A avaliação da gravidade em infecções respiratórias agudas (IRA) em crianças é um pilar fundamental na pediatria, especialmente em serviços de emergência. A pneumonia, uma das principais causas de morbimortalidade infantil globalmente, exige uma identificação rápida dos sinais de alerta. Compreender os indicadores prognósticos é crucial para direcionar a conduta e evitar desfechos desfavoráveis. A frequência respiratória (FR) é o parâmetro mais sensível e específico para detectar desconforto respiratório e hipoxemia em crianças. Seu aumento, a taquipneia, reflete um esforço compensatório para manter a oxigenação e eliminar CO2. Diferentemente da febre ou da tosse, que são inespecíficas, a taquipneia indica diretamente o comprometimento da mecânica pulmonar e a necessidade de suporte. A fisiopatologia envolve a redução da complacência pulmonar, aumento da resistência das vias aéreas ou hipoxemia, levando a um aumento do trabalho respiratório. No manejo, a monitorização contínua da FR, juntamente com a saturação de oxigênio, é essencial. Uma FR persistentemente elevada, mesmo após medidas iniciais, sugere piora e pode indicar necessidade de internação, oxigenoterapia ou até ventilação mecânica. O prognóstico está diretamente ligado à capacidade de reverter o quadro de desconforto respiratório, e a taquipneia é o primeiro sinal a ser observado e o último a normalizar em muitos casos.

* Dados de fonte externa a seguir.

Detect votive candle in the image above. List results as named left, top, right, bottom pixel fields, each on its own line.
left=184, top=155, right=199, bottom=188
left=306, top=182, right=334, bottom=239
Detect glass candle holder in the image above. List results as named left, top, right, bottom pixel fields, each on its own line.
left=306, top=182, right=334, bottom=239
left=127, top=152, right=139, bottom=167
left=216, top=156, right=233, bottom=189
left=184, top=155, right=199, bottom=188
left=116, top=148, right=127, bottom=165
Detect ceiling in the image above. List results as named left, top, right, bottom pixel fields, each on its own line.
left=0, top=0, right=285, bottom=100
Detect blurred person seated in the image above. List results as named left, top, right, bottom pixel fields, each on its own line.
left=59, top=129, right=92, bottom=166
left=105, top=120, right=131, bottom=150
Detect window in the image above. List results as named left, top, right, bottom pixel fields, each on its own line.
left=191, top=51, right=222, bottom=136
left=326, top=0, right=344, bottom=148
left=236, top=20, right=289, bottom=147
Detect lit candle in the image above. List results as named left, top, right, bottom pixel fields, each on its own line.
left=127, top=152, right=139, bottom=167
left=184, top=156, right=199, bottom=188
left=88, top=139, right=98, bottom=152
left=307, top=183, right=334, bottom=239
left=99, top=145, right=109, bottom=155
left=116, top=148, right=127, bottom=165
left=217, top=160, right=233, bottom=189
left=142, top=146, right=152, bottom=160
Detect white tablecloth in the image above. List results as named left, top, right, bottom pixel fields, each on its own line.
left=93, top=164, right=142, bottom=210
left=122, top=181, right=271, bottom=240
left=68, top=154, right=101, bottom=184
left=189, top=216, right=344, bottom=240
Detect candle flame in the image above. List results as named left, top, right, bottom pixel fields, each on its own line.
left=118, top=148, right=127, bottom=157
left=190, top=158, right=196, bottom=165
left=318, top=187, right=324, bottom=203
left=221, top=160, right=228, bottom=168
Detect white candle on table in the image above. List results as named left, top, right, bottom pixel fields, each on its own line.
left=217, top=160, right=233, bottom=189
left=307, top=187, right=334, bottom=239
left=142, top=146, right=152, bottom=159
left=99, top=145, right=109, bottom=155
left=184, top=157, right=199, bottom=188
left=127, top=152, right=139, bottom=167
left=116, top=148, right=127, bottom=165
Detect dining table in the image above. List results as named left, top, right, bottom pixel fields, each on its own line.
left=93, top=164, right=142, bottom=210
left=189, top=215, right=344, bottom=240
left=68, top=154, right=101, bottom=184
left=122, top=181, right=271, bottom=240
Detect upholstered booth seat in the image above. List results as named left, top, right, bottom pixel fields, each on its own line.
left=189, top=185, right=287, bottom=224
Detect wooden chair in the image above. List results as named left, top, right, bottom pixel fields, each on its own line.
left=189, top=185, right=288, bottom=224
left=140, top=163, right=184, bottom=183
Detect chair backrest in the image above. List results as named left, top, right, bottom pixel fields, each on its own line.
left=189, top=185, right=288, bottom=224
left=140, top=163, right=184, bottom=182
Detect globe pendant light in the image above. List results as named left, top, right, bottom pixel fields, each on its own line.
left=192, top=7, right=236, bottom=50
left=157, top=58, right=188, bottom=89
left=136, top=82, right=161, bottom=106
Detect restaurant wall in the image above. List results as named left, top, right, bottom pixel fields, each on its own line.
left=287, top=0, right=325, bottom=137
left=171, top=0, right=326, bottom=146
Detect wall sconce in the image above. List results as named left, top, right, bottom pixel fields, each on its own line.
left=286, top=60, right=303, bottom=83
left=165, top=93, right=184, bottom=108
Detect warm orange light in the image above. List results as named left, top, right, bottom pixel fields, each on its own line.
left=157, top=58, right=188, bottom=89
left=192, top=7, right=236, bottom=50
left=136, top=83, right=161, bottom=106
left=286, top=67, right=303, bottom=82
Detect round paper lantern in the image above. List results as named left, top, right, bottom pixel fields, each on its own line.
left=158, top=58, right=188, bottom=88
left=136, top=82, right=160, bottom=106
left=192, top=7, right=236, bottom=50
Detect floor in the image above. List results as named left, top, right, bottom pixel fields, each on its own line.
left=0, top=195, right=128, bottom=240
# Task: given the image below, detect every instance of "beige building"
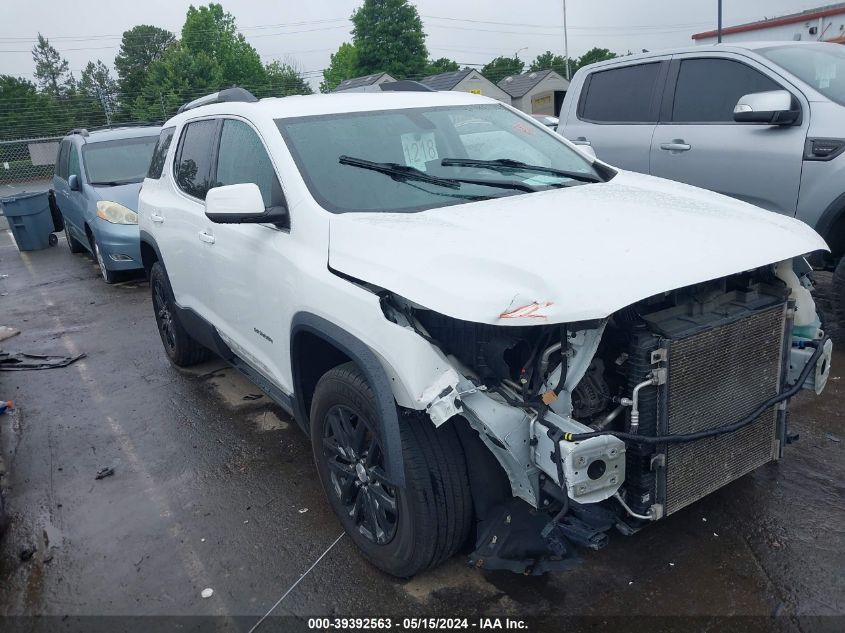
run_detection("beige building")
[499,70,569,116]
[420,68,511,103]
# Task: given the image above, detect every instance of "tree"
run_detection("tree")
[481,56,525,84]
[78,59,117,117]
[572,48,616,73]
[425,57,461,76]
[256,61,314,97]
[181,3,266,88]
[352,0,428,79]
[32,33,73,99]
[320,42,360,93]
[528,51,578,77]
[114,24,176,103]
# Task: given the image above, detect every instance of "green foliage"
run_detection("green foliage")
[255,61,314,97]
[320,42,360,93]
[352,0,428,79]
[32,33,73,99]
[425,57,461,77]
[114,24,176,99]
[480,56,525,84]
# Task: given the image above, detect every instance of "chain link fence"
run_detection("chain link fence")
[0,136,62,184]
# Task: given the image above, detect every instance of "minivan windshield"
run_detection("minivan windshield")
[82,134,158,187]
[757,43,845,105]
[276,104,604,213]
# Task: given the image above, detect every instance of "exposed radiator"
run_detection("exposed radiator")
[658,303,785,515]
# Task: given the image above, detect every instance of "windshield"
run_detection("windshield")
[276,104,601,213]
[82,135,158,185]
[758,44,845,105]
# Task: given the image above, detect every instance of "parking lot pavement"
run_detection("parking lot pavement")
[0,232,845,632]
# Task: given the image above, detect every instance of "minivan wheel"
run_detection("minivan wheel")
[62,216,85,253]
[310,363,472,578]
[91,235,117,284]
[150,262,211,367]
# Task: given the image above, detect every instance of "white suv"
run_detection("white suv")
[139,84,831,576]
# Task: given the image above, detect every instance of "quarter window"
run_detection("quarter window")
[672,58,781,123]
[579,62,660,123]
[147,127,176,180]
[174,119,217,200]
[215,119,284,207]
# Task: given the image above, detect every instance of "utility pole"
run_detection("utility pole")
[563,0,572,81]
[716,0,722,44]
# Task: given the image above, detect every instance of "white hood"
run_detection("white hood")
[329,172,827,325]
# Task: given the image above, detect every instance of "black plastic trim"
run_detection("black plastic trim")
[290,312,405,487]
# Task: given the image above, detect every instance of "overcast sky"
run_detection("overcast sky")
[0,0,826,86]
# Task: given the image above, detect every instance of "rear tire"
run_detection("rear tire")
[311,363,472,578]
[62,216,85,253]
[150,262,211,367]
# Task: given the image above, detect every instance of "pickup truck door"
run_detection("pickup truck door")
[651,53,809,215]
[558,58,669,174]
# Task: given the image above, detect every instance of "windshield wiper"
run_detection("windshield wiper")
[337,154,539,192]
[337,154,461,189]
[440,158,602,182]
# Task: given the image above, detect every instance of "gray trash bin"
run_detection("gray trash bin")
[0,191,57,251]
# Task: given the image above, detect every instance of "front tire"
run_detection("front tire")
[311,363,472,578]
[150,262,211,367]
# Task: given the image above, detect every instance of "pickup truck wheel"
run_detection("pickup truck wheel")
[828,255,845,339]
[150,262,210,367]
[311,363,472,578]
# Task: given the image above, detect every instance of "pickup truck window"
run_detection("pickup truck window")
[578,62,660,123]
[276,104,602,213]
[672,58,782,123]
[757,44,845,105]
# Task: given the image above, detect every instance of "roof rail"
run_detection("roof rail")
[176,86,258,114]
[379,79,437,92]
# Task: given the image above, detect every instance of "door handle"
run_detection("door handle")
[660,138,692,152]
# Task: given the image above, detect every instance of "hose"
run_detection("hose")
[563,337,830,444]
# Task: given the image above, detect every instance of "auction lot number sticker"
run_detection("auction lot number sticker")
[308,618,528,632]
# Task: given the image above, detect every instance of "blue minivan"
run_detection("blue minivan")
[53,125,161,283]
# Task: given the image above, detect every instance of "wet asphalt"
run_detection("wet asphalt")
[0,226,845,632]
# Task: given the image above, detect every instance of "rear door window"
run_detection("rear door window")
[672,58,782,123]
[215,119,284,208]
[147,127,176,180]
[578,62,660,123]
[174,119,218,200]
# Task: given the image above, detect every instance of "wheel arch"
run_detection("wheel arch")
[290,312,405,487]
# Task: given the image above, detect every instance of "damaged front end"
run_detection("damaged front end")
[380,260,832,573]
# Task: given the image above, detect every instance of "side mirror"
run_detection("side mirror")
[734,90,801,125]
[205,182,288,224]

A taquipneia varia com a idade: >60 irpm para <2 meses, >50 irpm para 2-12 meses, >40 irpm para 1-5 anos e >30 irpm para >5 anos.
A febre indica infecção, mas a taquipneia reflete diretamente o comprometimento da função pulmonar e o esforço respiratório, sendo um marcador mais direto da gravidade da doença e risco de hipoxemia.
Além da taquipneia, observe tiragens (subcostal, intercostal, supraclavicular), batimento de asas de nariz, cianose, gemência, sibilância, saturação de oxigênio baixa e alteração do nível de consciência.